Technical Requirements¶
This is a list of technical requirements that the DLB user should be aware of. Not all all of them are strictly necessary and will depend on the application or the programming model used, but it is important to know all these factors for a successful DLB execution.
Programming models¶
DLB was original designed to mitigate load imbalance issues in HPC applications that used two programming models simultaneously: MPI for the outer level of parallelism, and any thread-based programming model for the inner level, such as OpenMP or OmpSs.
But, technically, none of them are strictly necessary. One application could have its own thread management and it could work with DLB as long as the application used DLB for the resource sharing. And, MPI is not necessary either since you can run two different non-MPI applications with DLB and share CPUs between them.
Although, the scenario presented above requires a considerable amount of effort and we strongly recommend to use applications MPI + OpenMP/OmpSs.
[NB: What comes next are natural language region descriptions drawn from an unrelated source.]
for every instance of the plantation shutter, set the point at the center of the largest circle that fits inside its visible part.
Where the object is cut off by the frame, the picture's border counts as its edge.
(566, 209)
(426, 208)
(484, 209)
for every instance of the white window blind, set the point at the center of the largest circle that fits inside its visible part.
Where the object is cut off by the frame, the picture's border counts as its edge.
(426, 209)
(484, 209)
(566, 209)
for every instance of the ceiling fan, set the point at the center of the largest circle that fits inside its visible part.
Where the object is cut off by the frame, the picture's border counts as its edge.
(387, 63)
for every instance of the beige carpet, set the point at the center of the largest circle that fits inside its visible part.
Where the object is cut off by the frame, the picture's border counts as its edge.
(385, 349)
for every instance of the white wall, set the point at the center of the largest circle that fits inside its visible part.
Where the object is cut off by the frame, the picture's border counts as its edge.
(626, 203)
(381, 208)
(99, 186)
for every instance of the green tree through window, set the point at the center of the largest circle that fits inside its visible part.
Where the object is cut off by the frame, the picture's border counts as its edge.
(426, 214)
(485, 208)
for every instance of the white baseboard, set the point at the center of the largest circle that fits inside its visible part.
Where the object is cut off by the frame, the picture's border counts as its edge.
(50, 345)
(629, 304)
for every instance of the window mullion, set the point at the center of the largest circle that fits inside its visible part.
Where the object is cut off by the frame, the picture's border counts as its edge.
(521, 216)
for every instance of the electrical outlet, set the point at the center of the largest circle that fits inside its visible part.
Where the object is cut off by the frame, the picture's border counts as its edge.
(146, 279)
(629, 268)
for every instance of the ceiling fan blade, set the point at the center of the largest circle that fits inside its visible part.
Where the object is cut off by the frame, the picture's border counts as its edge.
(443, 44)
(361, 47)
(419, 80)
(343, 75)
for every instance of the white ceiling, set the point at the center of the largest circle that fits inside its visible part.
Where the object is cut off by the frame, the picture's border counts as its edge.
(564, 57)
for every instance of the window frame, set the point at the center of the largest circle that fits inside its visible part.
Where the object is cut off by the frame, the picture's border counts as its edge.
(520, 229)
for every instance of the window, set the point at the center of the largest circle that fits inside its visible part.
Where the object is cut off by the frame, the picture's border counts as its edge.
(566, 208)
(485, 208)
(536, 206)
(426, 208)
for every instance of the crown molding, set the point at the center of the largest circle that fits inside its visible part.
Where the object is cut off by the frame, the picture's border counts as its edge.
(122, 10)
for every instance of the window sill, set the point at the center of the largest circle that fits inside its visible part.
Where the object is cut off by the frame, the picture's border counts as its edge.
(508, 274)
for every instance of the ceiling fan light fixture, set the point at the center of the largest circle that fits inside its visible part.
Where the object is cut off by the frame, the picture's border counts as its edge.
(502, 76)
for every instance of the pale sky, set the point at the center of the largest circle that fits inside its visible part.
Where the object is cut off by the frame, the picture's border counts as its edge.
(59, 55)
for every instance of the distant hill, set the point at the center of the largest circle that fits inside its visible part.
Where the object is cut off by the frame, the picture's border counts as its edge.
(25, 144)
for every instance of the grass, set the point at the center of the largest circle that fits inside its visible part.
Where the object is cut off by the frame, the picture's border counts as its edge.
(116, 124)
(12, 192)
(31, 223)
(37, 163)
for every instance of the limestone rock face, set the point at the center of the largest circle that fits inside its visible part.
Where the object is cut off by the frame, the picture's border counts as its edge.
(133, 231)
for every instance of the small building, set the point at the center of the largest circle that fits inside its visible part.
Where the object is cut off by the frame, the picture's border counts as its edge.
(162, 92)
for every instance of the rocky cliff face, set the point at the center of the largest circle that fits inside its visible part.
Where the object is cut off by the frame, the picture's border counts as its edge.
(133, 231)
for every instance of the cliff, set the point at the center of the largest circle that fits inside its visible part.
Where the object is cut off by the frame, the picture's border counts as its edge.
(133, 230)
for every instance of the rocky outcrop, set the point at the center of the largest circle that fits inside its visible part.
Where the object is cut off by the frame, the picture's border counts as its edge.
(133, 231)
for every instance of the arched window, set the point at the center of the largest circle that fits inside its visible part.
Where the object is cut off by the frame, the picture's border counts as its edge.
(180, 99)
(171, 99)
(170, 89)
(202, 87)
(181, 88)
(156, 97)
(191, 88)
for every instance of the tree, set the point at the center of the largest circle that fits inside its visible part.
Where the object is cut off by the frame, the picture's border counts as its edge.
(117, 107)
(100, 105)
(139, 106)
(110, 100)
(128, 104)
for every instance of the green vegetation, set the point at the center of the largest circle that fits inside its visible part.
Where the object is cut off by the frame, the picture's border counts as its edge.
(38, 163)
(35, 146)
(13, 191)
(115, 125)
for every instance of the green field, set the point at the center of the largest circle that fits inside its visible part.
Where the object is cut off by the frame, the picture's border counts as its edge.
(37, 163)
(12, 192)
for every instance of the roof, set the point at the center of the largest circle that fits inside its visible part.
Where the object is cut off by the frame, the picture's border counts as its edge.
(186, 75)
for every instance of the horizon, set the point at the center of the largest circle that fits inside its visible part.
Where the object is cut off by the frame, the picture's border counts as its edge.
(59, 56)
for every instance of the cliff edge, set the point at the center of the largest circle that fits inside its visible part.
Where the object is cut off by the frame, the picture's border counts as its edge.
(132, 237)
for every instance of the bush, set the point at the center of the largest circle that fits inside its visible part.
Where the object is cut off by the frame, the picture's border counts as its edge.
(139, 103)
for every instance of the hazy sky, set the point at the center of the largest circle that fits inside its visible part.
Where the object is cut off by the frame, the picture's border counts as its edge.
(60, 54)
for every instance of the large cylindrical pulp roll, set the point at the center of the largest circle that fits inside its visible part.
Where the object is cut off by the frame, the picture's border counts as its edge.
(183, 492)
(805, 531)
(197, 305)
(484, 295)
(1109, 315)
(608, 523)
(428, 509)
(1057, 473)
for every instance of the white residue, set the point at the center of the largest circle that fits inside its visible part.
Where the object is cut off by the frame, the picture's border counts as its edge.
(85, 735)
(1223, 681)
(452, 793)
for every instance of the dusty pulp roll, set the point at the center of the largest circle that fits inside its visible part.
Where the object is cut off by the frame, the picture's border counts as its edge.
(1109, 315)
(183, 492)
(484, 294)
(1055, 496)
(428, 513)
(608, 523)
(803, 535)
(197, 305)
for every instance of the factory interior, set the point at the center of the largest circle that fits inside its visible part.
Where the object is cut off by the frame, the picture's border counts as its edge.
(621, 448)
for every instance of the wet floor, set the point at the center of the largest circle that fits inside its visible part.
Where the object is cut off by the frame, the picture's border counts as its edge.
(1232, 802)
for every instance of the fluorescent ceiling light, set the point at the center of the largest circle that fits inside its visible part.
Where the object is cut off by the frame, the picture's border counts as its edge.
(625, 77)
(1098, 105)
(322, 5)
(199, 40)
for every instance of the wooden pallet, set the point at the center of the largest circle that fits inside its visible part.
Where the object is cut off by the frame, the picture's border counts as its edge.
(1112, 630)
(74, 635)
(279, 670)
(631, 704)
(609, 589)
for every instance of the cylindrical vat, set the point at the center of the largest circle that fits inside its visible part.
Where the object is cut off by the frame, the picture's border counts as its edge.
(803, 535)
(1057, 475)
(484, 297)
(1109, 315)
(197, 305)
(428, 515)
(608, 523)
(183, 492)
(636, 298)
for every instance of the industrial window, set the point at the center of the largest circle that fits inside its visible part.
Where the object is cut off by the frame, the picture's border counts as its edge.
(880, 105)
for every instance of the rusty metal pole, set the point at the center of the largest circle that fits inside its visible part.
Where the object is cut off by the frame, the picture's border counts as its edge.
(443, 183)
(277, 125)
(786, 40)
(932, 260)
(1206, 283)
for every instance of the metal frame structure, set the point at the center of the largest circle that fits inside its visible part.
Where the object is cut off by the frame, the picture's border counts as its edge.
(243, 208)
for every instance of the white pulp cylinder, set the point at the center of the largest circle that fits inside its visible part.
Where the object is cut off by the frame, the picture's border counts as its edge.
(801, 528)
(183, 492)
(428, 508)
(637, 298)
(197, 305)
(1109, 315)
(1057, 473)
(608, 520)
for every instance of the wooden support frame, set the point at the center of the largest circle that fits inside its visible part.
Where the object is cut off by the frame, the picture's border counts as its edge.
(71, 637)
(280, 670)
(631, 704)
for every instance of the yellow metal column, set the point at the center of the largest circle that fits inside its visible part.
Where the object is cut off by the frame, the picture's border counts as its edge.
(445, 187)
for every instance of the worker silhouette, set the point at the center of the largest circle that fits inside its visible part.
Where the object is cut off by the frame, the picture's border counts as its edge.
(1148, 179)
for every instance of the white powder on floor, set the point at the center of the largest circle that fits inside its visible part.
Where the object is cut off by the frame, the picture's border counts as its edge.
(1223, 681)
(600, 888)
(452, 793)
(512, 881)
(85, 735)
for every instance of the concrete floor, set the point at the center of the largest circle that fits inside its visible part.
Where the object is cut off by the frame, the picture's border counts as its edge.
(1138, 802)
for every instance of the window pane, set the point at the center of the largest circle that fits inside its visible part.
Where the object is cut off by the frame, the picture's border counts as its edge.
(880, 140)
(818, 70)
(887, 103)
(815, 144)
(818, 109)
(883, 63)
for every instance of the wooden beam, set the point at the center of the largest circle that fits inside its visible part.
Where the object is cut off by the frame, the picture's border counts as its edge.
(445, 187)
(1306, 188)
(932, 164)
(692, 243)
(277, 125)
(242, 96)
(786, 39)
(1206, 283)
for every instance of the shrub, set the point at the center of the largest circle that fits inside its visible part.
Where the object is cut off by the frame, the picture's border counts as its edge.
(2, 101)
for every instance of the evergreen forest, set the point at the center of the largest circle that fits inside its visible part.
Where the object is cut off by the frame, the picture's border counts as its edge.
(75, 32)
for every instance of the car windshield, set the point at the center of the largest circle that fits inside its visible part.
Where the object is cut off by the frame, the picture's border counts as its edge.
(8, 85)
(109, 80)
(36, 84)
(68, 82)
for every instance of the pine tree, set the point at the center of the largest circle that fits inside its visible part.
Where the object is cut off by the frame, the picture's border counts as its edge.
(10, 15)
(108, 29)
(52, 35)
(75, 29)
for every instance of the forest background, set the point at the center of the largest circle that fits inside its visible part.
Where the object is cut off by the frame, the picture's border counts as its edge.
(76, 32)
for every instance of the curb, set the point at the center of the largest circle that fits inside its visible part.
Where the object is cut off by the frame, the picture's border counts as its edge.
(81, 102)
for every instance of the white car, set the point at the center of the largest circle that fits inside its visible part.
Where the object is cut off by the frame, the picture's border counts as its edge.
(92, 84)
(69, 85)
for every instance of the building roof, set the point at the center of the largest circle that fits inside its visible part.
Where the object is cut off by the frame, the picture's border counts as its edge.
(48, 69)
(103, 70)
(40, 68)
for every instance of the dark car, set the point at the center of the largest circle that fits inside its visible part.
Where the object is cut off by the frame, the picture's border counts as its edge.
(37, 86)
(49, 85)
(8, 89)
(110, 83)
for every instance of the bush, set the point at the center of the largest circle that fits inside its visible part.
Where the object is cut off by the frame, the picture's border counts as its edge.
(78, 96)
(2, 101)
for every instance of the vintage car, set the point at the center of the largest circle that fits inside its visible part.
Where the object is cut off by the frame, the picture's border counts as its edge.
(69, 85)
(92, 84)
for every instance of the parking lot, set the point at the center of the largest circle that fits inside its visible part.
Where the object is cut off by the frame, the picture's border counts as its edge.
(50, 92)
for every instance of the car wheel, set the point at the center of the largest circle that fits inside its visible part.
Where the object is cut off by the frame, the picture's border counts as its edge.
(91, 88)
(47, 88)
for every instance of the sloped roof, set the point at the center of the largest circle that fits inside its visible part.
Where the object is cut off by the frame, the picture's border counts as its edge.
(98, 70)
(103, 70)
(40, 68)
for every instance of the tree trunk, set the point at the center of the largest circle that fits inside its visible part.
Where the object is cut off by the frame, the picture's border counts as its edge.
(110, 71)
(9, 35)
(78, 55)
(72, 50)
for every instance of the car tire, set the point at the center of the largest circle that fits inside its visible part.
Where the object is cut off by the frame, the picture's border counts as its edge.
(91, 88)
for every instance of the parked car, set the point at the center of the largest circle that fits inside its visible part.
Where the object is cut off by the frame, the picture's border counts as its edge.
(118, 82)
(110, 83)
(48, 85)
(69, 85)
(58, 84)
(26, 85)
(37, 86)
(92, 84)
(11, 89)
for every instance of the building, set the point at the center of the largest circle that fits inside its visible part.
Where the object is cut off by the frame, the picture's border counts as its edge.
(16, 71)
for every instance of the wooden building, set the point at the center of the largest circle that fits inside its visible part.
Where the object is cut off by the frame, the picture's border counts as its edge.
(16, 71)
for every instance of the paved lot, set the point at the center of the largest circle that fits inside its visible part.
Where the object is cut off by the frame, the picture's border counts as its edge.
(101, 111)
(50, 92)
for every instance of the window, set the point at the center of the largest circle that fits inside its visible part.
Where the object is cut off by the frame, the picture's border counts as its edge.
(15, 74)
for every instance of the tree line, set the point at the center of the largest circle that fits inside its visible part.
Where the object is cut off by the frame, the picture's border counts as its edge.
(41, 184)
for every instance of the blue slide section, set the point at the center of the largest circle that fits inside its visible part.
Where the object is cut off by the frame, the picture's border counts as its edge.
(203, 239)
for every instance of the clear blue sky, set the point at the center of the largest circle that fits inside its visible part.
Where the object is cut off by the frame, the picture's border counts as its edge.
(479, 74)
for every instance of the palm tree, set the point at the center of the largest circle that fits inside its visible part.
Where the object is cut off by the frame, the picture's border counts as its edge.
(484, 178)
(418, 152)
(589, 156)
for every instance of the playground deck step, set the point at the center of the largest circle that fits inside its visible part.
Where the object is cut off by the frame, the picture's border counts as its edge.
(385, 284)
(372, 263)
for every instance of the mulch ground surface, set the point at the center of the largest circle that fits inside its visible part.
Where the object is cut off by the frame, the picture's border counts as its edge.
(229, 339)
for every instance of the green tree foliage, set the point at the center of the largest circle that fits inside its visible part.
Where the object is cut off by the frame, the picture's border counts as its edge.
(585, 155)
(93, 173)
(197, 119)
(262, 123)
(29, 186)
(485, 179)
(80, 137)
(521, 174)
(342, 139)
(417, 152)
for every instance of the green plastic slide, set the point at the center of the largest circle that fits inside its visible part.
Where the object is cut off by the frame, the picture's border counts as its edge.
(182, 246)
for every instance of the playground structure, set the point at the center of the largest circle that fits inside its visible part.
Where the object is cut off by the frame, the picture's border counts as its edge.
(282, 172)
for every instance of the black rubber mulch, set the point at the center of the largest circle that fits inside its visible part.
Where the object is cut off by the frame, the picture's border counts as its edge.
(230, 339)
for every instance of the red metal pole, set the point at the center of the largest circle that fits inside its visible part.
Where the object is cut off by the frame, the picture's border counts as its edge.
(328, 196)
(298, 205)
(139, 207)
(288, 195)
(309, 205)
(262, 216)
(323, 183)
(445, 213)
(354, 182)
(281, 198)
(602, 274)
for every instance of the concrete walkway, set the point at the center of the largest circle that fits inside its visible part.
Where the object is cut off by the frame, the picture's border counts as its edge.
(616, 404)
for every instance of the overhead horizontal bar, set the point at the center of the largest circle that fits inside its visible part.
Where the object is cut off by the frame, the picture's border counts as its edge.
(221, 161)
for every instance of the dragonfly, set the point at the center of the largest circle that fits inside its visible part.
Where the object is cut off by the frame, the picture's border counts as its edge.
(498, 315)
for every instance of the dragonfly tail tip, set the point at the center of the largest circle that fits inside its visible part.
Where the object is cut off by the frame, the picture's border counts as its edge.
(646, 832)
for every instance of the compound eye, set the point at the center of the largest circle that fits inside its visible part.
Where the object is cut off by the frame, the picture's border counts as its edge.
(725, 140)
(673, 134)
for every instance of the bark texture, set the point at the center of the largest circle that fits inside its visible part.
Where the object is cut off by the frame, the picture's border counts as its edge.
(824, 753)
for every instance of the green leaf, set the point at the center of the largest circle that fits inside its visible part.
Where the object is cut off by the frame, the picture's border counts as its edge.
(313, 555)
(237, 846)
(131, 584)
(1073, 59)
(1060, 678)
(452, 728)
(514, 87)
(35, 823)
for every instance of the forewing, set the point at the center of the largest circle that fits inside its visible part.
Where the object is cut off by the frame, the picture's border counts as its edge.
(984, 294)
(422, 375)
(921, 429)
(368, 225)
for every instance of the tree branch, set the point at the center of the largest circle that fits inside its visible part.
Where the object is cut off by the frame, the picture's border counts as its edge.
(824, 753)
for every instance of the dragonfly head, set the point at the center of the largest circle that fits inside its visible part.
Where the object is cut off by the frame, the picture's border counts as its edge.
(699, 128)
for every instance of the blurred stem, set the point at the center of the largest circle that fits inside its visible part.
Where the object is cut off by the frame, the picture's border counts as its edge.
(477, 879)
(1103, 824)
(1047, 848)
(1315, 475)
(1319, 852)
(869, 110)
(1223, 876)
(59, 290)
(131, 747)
Preload mechanism for MPI applications¶
DLB implements the MPI interface to capture each MPI call made by the application, and then calls the original MPI function by using the PMPI profiling interface.
To enable MPI support for DLB, the application must be either linked or
preloaded with the DLB MPI library libdlb_mpi.so
. Using
the preload mechanism has the advantage that the application binary is the
same as the original, and it only requires setting an environment variable
before the execution.
Use the environment variable LD_PRELOAD
to specify the MPI DLB library.
The library libdlb_mpi.so
should intercept both C and Fortran MPI symbols.
In case of problems, check out the specific
DLB configure flags to build separate libraries.
Non-busy-waiting for MPI calls¶
Usually, MPI implementations have at least two ways of waiting for a blocking MPI call: busy-waiting and non-busy-waiting; or even a hybrid parameterized mode. In busy-waiting mode, the thread that calls the MPI function repeatedly checks if the MPI call is finished, while in non-busy-waiting mode the thread may use other techniques to block its execution and not overuse the current CPU.
DLB lends all CPUs by default. That means that even if a thread is inside
MPI in busy-waiting mode, that CPU can be assigned to other process. If you
want to keep the CPU when an MPI blocking function is invoked, use the option
--lewi-keep-one-cpu
.
Parallel regions in OpenMP¶
OpenMP (5.2 and below) parallelism is based on a fork-join model, where threads are created, or at least assigned to a team, only when the running thread encounters a parallel construct.
This model limits DLB because it can only assign CPUs to a process just before a parallel construct. For this reason, an application with very few parallel constructs may take minimal advantage from DLB.
This limitation may be overcome with the upcoming OpenMP 6.0 and its free-agent threads, where tasks may be assigned to threads that may be created later and are not part of a parallel region.